The University of Kentucky is partnering with the National Association for the Advancement of Colored People (NAACP) to establish a research initiative focused on education equity, civil rights and social justice.
The initiative, which will be housed in the university’s College of Education, will support the NAACP’s work in ensuring that all disadvantaged students, particularly students of color, have access to quality teaching, equitable resources and a robust academic curriculum, said university officials.
“This is the first time the NAACP has locked arms with university-based scholars in the education field to help address the racial inequities that continue to plague our education system,” said Derrick Johnson, president and CEO of the NAACP, in a statement. “These scholars will partner with students, educators, and communities to document the experiences of those facing educational disparities and use research to shape public policy. To see change, we must focus on discipline policies, school funding structures, college and career readiness initiatives, and our own great teachers in underserved communities.”
Dr. Gregory J. Vincent, who played a prominent role in the Fisher v. University of Texas affirmative action case that made its way to the U.S. Supreme Court in 2016, will spearhead this new initiative. Vincent is the outgoing Grand Sire Archon of the Boulé, the nation’s first Greek-letter fraternity founded by African American men. The former president of Hobart and William Smith Colleges will also serve on the faculty.
Dr. Gregory J. Vincent
“Through decades of struggle, we have evolved into a nation of laws and we built that foundation by saying that your rights have to be protected, not just in spirit but in word,” said Vincent in the statement. “Civil rights are for everyone and they enable us to bring our full selves to not just education, but also the workplace and beyond. Equitable access to education is a foundational need, and yet is still met with barriers.”

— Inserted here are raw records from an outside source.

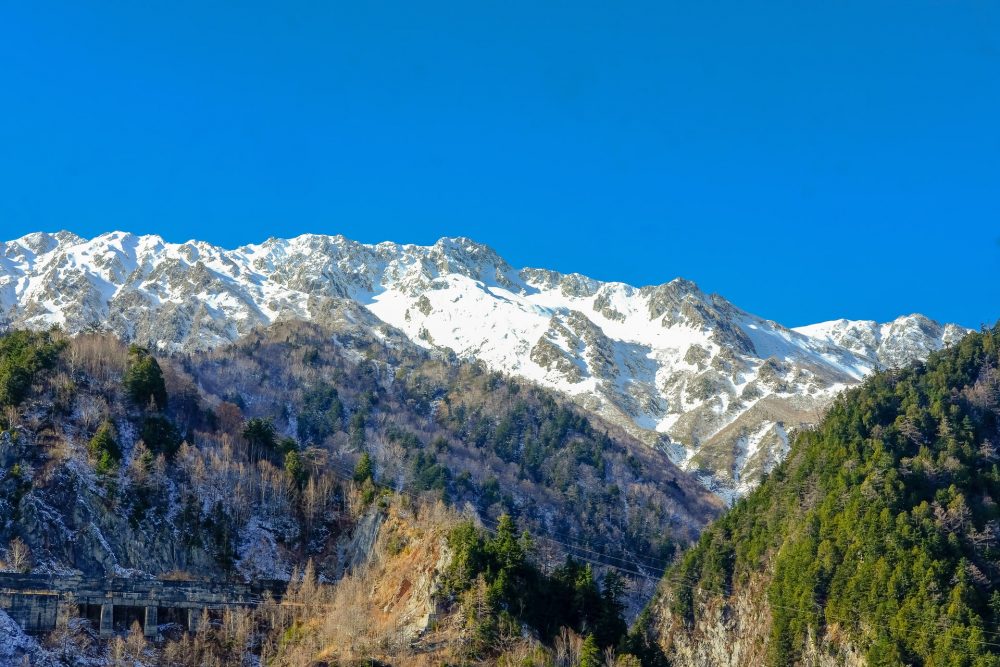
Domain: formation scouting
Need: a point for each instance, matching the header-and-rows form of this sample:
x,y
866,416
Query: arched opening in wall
x,y
171,616
90,612
125,616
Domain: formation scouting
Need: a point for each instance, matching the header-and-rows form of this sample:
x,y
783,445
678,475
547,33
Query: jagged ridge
x,y
719,387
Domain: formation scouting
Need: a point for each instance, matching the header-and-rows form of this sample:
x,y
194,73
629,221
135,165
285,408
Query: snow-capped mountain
x,y
719,387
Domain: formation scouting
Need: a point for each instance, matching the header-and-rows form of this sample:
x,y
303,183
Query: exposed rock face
x,y
718,387
734,631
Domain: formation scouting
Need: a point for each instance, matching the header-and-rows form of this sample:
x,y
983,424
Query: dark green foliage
x,y
322,413
23,354
590,654
882,521
295,469
143,379
514,590
160,435
262,438
104,450
428,474
364,469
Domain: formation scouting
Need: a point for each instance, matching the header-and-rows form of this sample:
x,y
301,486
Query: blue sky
x,y
808,160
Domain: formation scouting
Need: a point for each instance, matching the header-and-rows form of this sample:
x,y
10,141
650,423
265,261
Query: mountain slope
x,y
716,386
874,542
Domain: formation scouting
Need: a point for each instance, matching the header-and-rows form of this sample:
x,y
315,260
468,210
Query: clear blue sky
x,y
808,160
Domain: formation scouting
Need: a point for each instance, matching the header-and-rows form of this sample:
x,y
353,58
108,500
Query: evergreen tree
x,y
143,380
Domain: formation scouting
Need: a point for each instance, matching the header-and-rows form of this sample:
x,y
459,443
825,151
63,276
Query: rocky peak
x,y
716,386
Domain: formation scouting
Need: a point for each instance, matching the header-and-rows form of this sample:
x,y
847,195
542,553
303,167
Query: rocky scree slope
x,y
718,387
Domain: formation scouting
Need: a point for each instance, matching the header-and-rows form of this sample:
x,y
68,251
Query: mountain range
x,y
718,388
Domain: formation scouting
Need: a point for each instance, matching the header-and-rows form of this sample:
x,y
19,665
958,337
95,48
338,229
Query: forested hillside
x,y
302,448
875,542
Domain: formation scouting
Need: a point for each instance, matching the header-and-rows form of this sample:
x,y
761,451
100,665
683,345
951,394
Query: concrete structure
x,y
38,603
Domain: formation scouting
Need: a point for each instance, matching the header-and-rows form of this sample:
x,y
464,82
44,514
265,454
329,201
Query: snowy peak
x,y
718,387
893,344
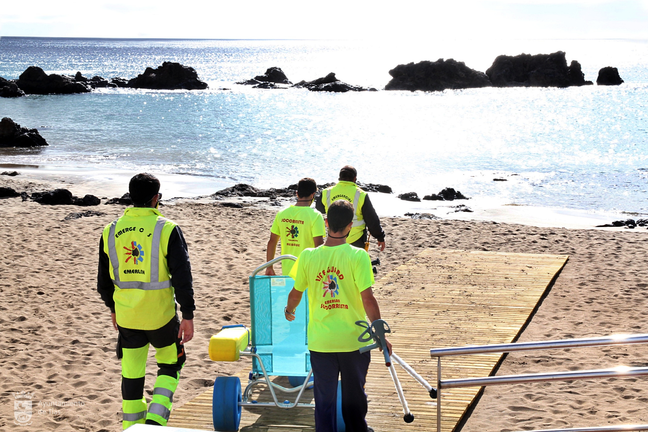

Vincent said that advancing and protecting education for all students in pre-school through higher education will be a focus of the initiative. It will put a spotlight on students who are marginalized in the education sector based on ability, gender, ethnicity, age, class, religion, sexuality and other markers. More specifically, the initiative has an ambitious agenda, including releasing research summary briefs and white papers on education issues at the local, state and national level, organizing anti-racism symposiums and workshops, and providing civil rights mediation support to local school districts and communities.
“Having a civil rights and education initiative at the University of Kentucky, where we have been on a year-long examination of our painful history of segregation, is especially meaningful,” said Dr. Julian Vasquez Heilig, dean of the University of Kentucky’s College of Education, in the statement. “It speaks to how far we have come, and yet how much further we need to go here at [the university] and across the nation.”
Heilig said that the initiative is one in a series of new diversity efforts, including the hiring of several prominent faculty of color.
University of Kentucky president, Dr. Eli Capilouto hailed the initiative as a game-changer for higher education.
“At the University of Kentucky, we understand the transformative power of education, and we believe that the struggle for social justice begins in the classroom,” he said in the statement. “That is why the [university’s] College of Education has spent the past year preparing to launch this initiative dedicated to pursuing a high quality and equitable public education system for all.”